Balancing act…

*image description: my to-do list from last week that I tried to make to achieve a sense of balance, but my 4-year-old had a different idea… Breathe. Accept. Breathe. ACCEPT.

It used to be that whenever I heard the word “balance” in reference to life, work, etc…, I pictured something stationary. Like rocks stacked precariously, but unmoving, one on top of the other. Or a seesaw perfectly at rest on its’ fulcrum. Not. Moving.

But then I realized trying to get to that point of stillness was giving me more anxiety. Any shift from that stationary state sent me spiraling into anxiety and thinking “something is wrong!”

So what did I learn from this? That stationary balance and expecting no movement is actually unstable.

There will be movement.

Always.

Stability comes from acceptance of where you are and the ability to adapt to the constant shifting state of things.

One way we can start to work towards that is realizing that wanting to feel safe is absolutely normal and healthy. It’s a basic, human need. But if our anxiety is always telling us that something is wrong, then we will always be chasing something safe. And that reactionary chase can sometimes jeopardize our other needs like autonomy, self-expression, connection, belonging, etc…

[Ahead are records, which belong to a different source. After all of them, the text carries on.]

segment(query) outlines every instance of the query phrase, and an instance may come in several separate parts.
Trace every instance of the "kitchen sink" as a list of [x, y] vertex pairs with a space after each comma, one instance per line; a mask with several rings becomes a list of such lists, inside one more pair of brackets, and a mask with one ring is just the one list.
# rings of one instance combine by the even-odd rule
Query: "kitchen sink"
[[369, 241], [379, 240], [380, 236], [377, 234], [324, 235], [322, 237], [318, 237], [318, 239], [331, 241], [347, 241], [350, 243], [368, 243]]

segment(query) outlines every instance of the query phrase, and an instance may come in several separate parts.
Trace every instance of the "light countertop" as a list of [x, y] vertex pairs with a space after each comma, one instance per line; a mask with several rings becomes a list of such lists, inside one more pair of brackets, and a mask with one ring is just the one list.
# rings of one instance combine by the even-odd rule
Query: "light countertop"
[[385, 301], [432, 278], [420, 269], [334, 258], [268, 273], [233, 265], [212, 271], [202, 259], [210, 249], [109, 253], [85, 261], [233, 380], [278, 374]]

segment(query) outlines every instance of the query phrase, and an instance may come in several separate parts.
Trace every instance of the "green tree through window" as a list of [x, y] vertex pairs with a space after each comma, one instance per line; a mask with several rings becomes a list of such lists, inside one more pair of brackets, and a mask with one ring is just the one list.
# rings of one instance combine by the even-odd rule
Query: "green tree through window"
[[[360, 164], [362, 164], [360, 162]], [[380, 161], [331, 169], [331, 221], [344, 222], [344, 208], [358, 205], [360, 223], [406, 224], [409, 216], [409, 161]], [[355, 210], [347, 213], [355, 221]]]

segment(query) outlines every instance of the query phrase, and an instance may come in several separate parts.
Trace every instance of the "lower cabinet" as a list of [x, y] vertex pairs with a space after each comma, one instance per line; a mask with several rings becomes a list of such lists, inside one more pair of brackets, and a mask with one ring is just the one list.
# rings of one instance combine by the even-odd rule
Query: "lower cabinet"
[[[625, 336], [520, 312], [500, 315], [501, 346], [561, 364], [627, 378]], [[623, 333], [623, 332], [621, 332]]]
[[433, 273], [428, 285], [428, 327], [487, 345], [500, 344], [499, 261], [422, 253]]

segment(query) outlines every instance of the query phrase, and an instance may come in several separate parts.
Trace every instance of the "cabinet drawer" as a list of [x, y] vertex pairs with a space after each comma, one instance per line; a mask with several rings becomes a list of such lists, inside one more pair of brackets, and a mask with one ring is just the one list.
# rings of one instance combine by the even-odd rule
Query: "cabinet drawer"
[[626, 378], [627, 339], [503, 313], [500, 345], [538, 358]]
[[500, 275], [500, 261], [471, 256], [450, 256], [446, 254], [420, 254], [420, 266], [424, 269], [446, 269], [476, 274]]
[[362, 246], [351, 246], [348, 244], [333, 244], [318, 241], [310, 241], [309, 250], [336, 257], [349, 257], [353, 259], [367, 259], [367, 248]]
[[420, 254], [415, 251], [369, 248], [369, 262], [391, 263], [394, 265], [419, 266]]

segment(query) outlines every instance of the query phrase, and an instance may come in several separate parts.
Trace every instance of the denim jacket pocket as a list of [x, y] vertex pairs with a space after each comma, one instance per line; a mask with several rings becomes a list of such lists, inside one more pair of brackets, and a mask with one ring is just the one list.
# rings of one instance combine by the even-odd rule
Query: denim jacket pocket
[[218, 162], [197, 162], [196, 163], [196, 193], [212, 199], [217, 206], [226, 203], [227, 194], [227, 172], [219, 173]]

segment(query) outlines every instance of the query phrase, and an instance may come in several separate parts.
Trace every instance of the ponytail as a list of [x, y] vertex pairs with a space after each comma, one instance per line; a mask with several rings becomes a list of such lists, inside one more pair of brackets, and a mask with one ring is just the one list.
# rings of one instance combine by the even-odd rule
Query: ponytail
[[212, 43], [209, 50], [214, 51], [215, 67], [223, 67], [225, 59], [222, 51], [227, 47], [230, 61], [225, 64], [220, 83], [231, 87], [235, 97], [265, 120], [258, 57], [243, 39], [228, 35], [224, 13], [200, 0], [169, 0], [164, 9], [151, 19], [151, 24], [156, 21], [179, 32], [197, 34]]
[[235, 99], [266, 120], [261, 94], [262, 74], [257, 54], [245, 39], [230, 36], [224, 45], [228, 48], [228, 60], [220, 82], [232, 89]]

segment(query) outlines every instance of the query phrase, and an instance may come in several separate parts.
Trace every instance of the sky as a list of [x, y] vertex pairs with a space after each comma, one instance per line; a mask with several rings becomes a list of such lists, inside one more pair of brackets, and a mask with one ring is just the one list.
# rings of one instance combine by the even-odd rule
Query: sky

You can start by changing the vocabulary you talk to yourself with. I’ve replaced “balance” with “acceptance.” When I seek acceptance instead of balance, I can more clearly see my life, my situation, my thoughts for what they are and respond in a way that meets my needs for that moment. When we respond with acceptance, balance naturally follows. Imagine the see-saw again: say that you have an equal amount of weight on each end and the appearance is balance. Well, life has a way of tossing weight around – imagine adding a stone to one end of the see-saw. Now you are going to have to adapt by either shifting the fulcrum point or adding weight to the other end. We may spend a lot of energy on our families needs perhaps fulfilling our sense of belonging and purpose. However, if we do not add weight back to ourselves, we may loose a sense of autonomy or self-expression. If we know the things that fulfill our sense of autonomy, then we can add weight back to that to balance out the scales. This requires a rigorous honesty with ourselves so we can have a clear understanding of our needs.

Yes… easier said than done for most of us. Life is much messier than a nicely written blog post and to try and overlay this model on our lives is not what the point is.

The point is to consider it. Our Western Wellness culture talks a whole lot about balance and mindfulness and so on, yogayadayada (I love yoga, by the way) but what does it mean for you? How is it improving your life, your relationships, your community, to constantly chase this balance? Maybe we need to shift, just a little bit, and see this word for what it’s really asking of us: acceptance. How does it feel to think of having acceptance for your life versus balance? Or maybe you are someone who loves and lives by the word “balance” and that’s ok too! This is for those of us who instead of feeling calmed by seeking balance, feel stressed or inadequate. If seeking balance is doing that to you, maybe try something different.. Maybe acceptance is what you need.